Page 28 of The Elder Witches


  Chapter 24

  I drove into the city to the Langhorne Security office. I could have tried to use magic to jump there, but appearing out of thin air in front of people didn’t seem like a good idea, that and I really wasn’t sure I could do it again if I wanted to. I was actually thankful for the alone time the drive provided. It gave me time to think.

  I hadn’t meant to be so brusque with Gwen. My emotions took over when I thought about my sister, but even so it was like a black cloud had enveloped me. For the past year I’d carefully wrapped myself in a cocoon of work, with a steady diet of repetition, which had taken my mind off of all my personal demons. Being idle too long was a sure way to let the vivid memories preoccupy thoughts, taking away any semblance of steering the direction of life. Now that comfortable world was unraveling. Not that many people would have called my world comfortable by any stretch.

  The parking lot next to the office was unusually full so I parked a block away. Walking with my head down I was vaguely aware of other pedestrians bustling by, but was mostly lost in thought. The sun was no longer out, the fine mist that filled the air added to my feeling of trepidation as the cool moisture worked on slowly saturating my clothes… perfect.
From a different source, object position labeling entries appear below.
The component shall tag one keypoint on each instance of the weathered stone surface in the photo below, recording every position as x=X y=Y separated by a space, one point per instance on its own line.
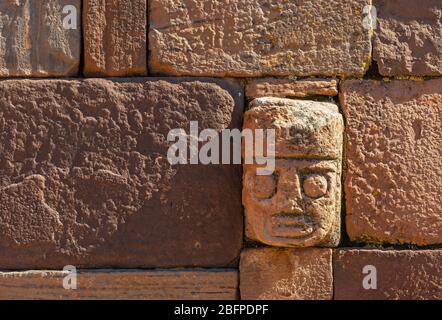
x=115 y=35
x=286 y=274
x=122 y=285
x=408 y=38
x=299 y=205
x=85 y=180
x=285 y=88
x=244 y=38
x=407 y=275
x=34 y=42
x=394 y=162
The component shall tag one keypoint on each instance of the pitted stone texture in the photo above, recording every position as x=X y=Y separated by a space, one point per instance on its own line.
x=85 y=180
x=115 y=35
x=408 y=38
x=394 y=161
x=401 y=275
x=34 y=41
x=298 y=205
x=286 y=274
x=121 y=285
x=285 y=88
x=253 y=38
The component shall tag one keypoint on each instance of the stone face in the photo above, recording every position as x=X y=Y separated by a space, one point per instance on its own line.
x=115 y=35
x=85 y=179
x=40 y=38
x=286 y=274
x=122 y=285
x=401 y=275
x=394 y=163
x=299 y=204
x=244 y=38
x=408 y=38
x=284 y=88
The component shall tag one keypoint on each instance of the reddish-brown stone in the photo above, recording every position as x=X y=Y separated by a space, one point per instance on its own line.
x=40 y=38
x=299 y=203
x=115 y=37
x=253 y=38
x=408 y=39
x=286 y=88
x=393 y=275
x=122 y=285
x=286 y=274
x=394 y=162
x=85 y=180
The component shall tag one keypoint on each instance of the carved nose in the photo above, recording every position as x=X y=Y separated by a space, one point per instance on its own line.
x=289 y=196
x=290 y=206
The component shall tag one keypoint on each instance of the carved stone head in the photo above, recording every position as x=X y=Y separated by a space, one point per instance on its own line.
x=299 y=204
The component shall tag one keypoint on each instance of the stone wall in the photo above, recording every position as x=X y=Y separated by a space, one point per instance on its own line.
x=90 y=91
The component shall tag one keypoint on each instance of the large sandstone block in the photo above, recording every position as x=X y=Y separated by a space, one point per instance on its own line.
x=387 y=274
x=299 y=204
x=115 y=35
x=252 y=38
x=394 y=163
x=85 y=179
x=286 y=88
x=408 y=38
x=40 y=38
x=286 y=274
x=121 y=285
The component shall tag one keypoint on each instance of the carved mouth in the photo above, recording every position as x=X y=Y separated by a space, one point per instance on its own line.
x=290 y=225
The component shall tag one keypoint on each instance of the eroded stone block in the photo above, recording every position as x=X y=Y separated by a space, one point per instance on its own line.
x=122 y=285
x=408 y=39
x=115 y=33
x=286 y=274
x=40 y=38
x=253 y=38
x=387 y=274
x=85 y=179
x=394 y=165
x=285 y=88
x=299 y=204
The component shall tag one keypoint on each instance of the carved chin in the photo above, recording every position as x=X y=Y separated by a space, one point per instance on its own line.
x=293 y=230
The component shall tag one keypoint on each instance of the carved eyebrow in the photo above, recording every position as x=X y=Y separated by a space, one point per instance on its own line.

  I walked past the deli next door to the office and saw one of the counter girls looking my way. She was a cute girl who always insisted on giving me a free cookie. I gave a polite nod, trying to smile out of habit. She didn’t return my smile, staring at me briefly before turning her attention back to the man at the counter. He wore a cheap suit that was about a size too big. When he noticed her looking, he turned and eyed me steadily as I walked past.
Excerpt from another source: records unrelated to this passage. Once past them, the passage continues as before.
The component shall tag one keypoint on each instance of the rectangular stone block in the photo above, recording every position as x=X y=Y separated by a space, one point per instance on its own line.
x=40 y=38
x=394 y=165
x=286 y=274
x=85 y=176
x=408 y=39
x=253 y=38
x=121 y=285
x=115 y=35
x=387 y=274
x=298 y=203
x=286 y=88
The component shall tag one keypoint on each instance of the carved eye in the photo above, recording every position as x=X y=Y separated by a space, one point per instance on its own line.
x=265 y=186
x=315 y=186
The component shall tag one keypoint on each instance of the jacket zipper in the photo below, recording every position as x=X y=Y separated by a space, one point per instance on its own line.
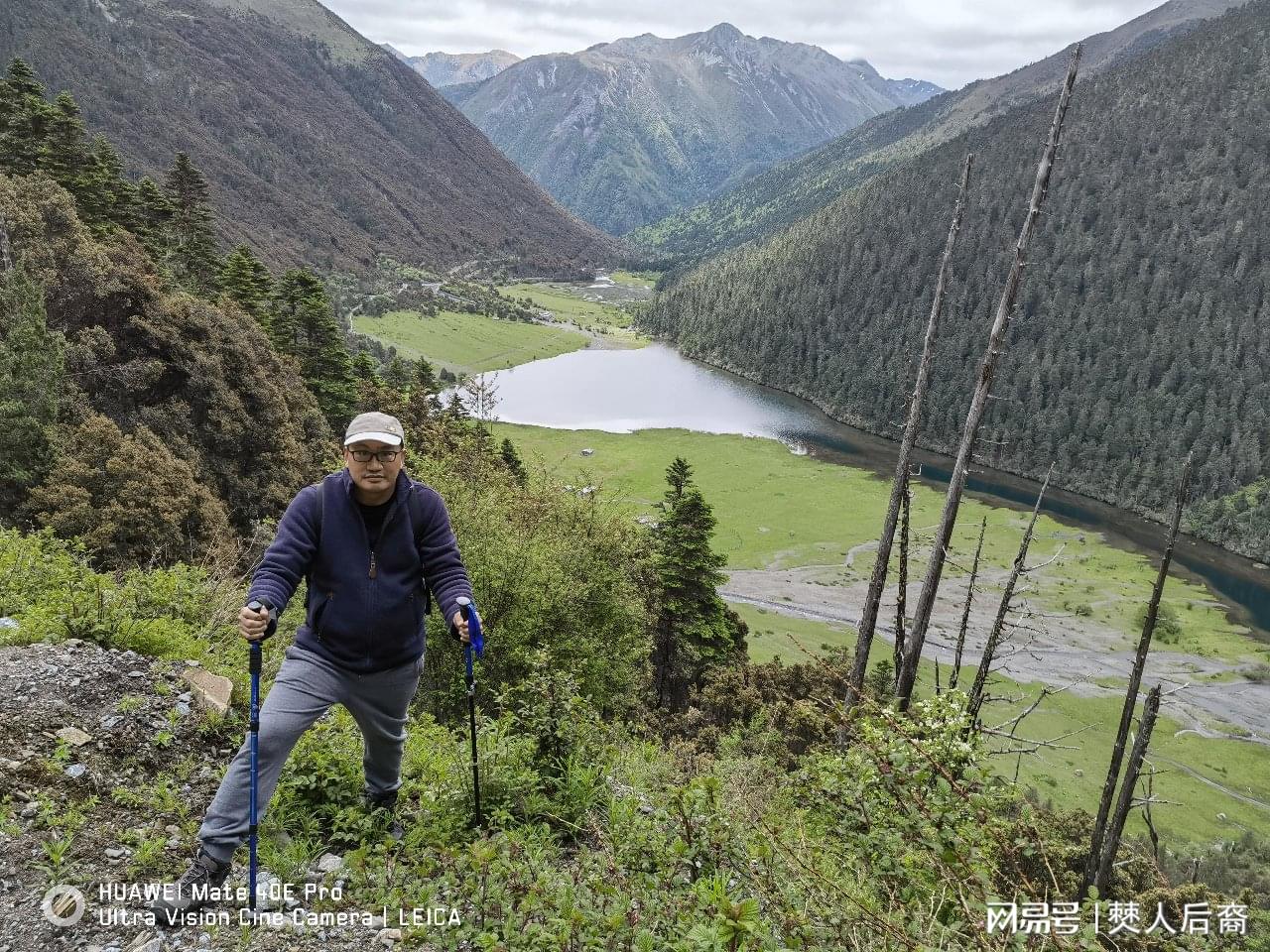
x=373 y=571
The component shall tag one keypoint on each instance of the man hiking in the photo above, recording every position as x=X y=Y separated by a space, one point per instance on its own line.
x=375 y=546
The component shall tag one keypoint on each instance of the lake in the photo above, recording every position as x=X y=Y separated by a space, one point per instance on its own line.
x=621 y=391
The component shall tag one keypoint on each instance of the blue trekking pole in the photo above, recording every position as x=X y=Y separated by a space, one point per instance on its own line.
x=254 y=738
x=477 y=644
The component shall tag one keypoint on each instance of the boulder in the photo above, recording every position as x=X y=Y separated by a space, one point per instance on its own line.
x=212 y=690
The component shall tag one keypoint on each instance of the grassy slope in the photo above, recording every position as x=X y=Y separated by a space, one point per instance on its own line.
x=567 y=306
x=778 y=509
x=468 y=343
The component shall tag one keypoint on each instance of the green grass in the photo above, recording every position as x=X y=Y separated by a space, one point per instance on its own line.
x=783 y=511
x=775 y=635
x=1075 y=777
x=468 y=343
x=568 y=306
x=1070 y=778
x=636 y=280
x=780 y=511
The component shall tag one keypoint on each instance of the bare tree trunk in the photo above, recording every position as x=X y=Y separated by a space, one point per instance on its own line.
x=5 y=257
x=979 y=403
x=898 y=486
x=902 y=595
x=1130 y=780
x=998 y=624
x=965 y=615
x=1130 y=694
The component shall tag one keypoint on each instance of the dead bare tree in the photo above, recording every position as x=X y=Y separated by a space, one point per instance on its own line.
x=1130 y=694
x=965 y=613
x=1130 y=782
x=899 y=485
x=979 y=402
x=998 y=624
x=902 y=594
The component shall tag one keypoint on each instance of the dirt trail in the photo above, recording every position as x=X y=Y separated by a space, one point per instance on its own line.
x=1061 y=651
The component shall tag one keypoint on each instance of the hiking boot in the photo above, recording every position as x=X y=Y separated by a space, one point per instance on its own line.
x=190 y=892
x=385 y=802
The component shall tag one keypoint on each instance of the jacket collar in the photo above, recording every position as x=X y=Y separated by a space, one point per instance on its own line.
x=403 y=483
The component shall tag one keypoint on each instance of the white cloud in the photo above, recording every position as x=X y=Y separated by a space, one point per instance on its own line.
x=949 y=42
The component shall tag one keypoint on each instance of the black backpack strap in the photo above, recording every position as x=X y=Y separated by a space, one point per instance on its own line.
x=321 y=509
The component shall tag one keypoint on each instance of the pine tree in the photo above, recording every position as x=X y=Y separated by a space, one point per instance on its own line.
x=24 y=117
x=512 y=461
x=695 y=630
x=151 y=216
x=397 y=373
x=191 y=254
x=66 y=155
x=425 y=379
x=303 y=322
x=32 y=362
x=246 y=282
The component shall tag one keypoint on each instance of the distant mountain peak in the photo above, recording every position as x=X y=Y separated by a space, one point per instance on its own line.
x=625 y=131
x=452 y=68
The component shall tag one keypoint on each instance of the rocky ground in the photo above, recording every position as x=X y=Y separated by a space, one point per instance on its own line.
x=1057 y=649
x=108 y=762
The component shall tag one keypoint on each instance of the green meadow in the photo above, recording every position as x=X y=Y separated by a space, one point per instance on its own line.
x=635 y=280
x=468 y=343
x=776 y=509
x=566 y=304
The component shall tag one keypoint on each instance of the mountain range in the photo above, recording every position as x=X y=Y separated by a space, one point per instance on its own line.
x=451 y=68
x=1143 y=324
x=626 y=132
x=788 y=191
x=320 y=148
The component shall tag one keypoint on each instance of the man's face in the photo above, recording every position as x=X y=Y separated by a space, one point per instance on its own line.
x=372 y=475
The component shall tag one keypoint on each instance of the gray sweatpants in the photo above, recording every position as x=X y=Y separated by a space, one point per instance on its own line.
x=307 y=685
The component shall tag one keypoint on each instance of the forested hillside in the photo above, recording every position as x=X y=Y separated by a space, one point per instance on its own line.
x=448 y=68
x=643 y=784
x=321 y=149
x=626 y=132
x=786 y=193
x=1143 y=327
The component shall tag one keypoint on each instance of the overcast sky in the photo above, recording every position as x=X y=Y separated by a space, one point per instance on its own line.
x=949 y=42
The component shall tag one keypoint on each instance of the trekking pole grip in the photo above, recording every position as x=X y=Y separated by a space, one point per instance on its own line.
x=257 y=606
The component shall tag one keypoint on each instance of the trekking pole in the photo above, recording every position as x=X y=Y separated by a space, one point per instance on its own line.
x=254 y=739
x=477 y=643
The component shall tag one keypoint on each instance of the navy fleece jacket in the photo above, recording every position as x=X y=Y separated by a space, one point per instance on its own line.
x=365 y=611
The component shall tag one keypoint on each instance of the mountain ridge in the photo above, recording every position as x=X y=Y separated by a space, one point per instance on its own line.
x=452 y=68
x=1142 y=330
x=798 y=186
x=625 y=130
x=321 y=149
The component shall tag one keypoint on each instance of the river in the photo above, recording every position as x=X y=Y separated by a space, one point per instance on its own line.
x=654 y=388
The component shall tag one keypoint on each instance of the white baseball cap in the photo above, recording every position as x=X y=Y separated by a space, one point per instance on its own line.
x=373 y=425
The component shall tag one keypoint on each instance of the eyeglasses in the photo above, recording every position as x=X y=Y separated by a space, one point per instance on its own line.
x=384 y=456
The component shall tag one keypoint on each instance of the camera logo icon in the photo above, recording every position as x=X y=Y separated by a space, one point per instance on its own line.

  Langhorne Securities was in a turn of the century building, and not the most recent one. I pulled the heavy out door but it didn’t budge. I had been so preoccupied with my thoughts I hadn’t noticed the line of black SUV’s parked at the curb. Looking around I saw a man holding a newspaper, looking over the top of it, not really reading, a jogger nearby was kneeling over tying his shoe and taking an especially long time at it. Before I finished surveying the street, the door swung open.

  Jim Langhorne didn’t say anything for a few beats, his lips were pursed like he was straining with exertion.

  “Gordon,” he moved his eyes over his shoulder without turning his head. The lobby light had been turned off, the blinds drawn putting the office in gloom. I couldn’t see anything in the office but I could sense by his demeanor something was wrong. At the same time I took a step back, Jim was pulled off his feet roughly, flung like a rag doll over the secretary desk ten feet behind him.

  On reflex I started toward Jim before stopping myself. The hesitation was enough for agents to lunge out and grab hold of me, pulling me through the doorway. I struggled trying to pull away, the hands that gripped me were like a steel vise, I couldn’t move an inch in their grasp.

  A part of my mind wondered if I jumped into the multiverse would it take those holding on with me? I wasn’t sure. Thinking of the safe house, I concentrated on jumping there. I pictured the kitchen where James, Rutger and I had eaten lunch a short time ago. It was then that I felt the buzzing of magic build up like static electricity before being discharged, then… nothing. The feeling of magic that had been in the air was gone. Scrubbed away without ever being used. In hindsight I was glad jumping hadn’t worked. If I took the agents with me, it would have put Gwen, Maeve and Eros in danger.

  A man stepped out of the shadows. His long beard brushed his hand as he flicked it out. He gave me a smile that chilled me to the core at the same time as I felt my magic draining out of me again.

  “Put the shackles on him, peons. Then take him away,” he said.

  Heavy cuffs were snapped on my wrists, I felt my magic being… dampened. The feeling inside me that I had become accustom to without knowing it was dwindling.

  Unlike before when he had drained my magic all at once the shackles felt like there was a slow leak draining it. But they were also keeping me from recharging, which was akin to taking a breath and not getting any oxygen. Every time I tried to reach for magic, I felt a stifling resistance keeping me from drawing it in. I shuddered each time it happened, unable to control my magic from trying to recharge over and over.

  Soon my magic reservoirs would be completely empty. Then there was a sharp pain in my neck, then everything went dark.